Женщи­ны этой социальной категории, особенно студентки, также предпочитают пить пиво из бокалов емкостью в пинту. Я даже заметила, что студентки из верхушки среднего класса считают своим долгом дать объясне­ние, если они вместо пинты заказали «девчачью» пор­цию — полпинты.

• Мужчины из верхушки и среднего слоя среднего класса гораздо более ограничены в выборе, чем женщины той же социальной категории. Они вправе пить только
пиво, крепкие спиртные напитки (в том числе разбавленные), вино (должно быть сухое, не сладкое) и без­алкогольные напитки. Мужчина, потягивающий что-то
сладкое или со сливками, может быть заподозрен в женоподобности, а коктейли допустимы только на кок­тейлях или в коктейль-барах — в пабах и обычных ба­
рах коктейли не заказывают.

Мужчины из среды рабочего класса фактически вообще не имеют выбора. Они могут пить только пиво или крепкий алкоголь, все остальное — напитки «для женщин». Рабочие старшего возраста не приемлют даже смешанные напитки: на джин с тоником в некоторых кругах еще смотрят сквозь пальцы, но экзотические комбинации одобрения не получают. У молодых рабо­чих свободы больше: например, они могут пить водку с кока-колой, равно как и последние новинки и готовые смеси в бутылках, при условии, что в этих напит­ках высоко содержание алкоголя.

 

Состояние опьянения и метод «шумного, агрессивного и оскорбительного поведения»

В разных странах люди в состоянии алкогольного опьяне­ния ведут себя по-разному. В некоторых обществах (в Вели­кобритании, США, Австралии и некоторых областях Скандинавии) употребление алкоголя ассоциируется с агрессией, насилием и антиобщественным поведением, в других (в южных странах) пьющие ведут себя вполне мирно. Эти различия нельзя объяснить разным уровнем потребления алкоголя или генетическими факторами — они непосредственно связаны с тем, что в каждой культуре свое понятие об алко­голе, о том, как он должен воздействовать на человека, и свои социальные нормы относительно поведения в состоя­нии опьянения.

Этот основополагающий факт неоднократно доказан, как в процессе широкомасштабного исследования, охватываю­щего множество разных стран, так и в ходе серьезных науч­ных экспериментов (дважды слепое испытание, плацебо* и т. д.).

-----------------

*Плацебо — лекарственная форма, содержащая фармакологически нейтральные вещества, по внешнему виду и вкусу имитирую­ще какое-либо лекарственное средство.

 

Проще говоря, опыты показывают, что люди, думаю­щие, будто они пьют алкоголь, ведут себя в соответствии с присущими их культуре представлениями о психофизиоло­гическом воздействии алкоголя. Англичане считают, что ал­коголь растормаживает, пробуждает в людях склонность к флирту или агрессии, поэтому, когда им дают якобы спирт­ные напитки — а на самом деле безалкогольные плацебо, — они расслабляются: начинают флиртовать, а мужчины (осо­бенно молодые) зачастую становятся агрессивными.

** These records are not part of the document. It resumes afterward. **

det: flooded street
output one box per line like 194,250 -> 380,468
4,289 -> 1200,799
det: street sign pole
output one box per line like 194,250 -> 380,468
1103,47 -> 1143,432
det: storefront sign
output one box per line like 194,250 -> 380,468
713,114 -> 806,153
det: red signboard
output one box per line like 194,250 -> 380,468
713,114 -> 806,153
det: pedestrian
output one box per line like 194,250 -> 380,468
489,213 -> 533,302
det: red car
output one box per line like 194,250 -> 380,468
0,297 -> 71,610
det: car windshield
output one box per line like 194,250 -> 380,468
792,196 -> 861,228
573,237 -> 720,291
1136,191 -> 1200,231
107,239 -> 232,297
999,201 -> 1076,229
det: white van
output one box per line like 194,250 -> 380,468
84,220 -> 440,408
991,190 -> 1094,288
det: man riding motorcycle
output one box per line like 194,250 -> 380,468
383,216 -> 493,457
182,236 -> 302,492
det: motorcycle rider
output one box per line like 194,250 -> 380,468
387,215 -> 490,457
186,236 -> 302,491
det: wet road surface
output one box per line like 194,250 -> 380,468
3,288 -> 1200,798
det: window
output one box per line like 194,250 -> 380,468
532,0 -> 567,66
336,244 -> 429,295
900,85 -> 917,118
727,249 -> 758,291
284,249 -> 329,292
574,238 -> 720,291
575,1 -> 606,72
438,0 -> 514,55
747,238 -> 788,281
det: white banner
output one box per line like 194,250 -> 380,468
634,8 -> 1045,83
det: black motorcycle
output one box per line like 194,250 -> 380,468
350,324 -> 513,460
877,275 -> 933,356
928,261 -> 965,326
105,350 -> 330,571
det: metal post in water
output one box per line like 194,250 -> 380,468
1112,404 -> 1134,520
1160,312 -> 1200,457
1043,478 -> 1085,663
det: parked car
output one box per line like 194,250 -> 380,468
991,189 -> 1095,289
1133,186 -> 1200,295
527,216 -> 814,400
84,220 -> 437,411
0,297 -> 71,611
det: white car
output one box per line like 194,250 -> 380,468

В связи с этим я должна рассмотреть третий способ борь­бы англичан с их хронической неизлечимой «социальной неловкостью» — метод «шумного, агрессивного и оскорби­тельного поведения». Разумеется, не я первая обнаружила эту темную неприглядную сторону английского характера. На протяжении веков все, кто посещал нашу страну, отмечали эту черту, и, благодаря нашему пристрастию к самобичева­нию, недели не проходит без того, чтобы о ней не упомина­лось в национальных газетах. Хулиганство футбольных фанатов, неистовство на дорогах, хамство, скандальные соседи, пьяные драки, правонарушения, беспорядки и откровенное бесстыдство — эти напасти неизменно объясняют либо «упадком нравственности», вызванным некими неопреде­ленными, неясными причинами, либо воздействием алкоголя, либо связывают с обоими факторами. Ни одно из этих объяснений неправомочно. Достаточно одного поверхност­ного, беглого взгляда на социальную историю, и сразу стано­вится очевидным, что наши нынешние вспышки непристой­ного поведения в пьяном угаре — это отнюдь не веяние но­вого времени, и незачем проводить опыты с плацебо, чтобы убедиться, что многие другие народы, употребляя алкоголь в гораздо больших количествах, не превращаются при этом в грубиянов и дикарей.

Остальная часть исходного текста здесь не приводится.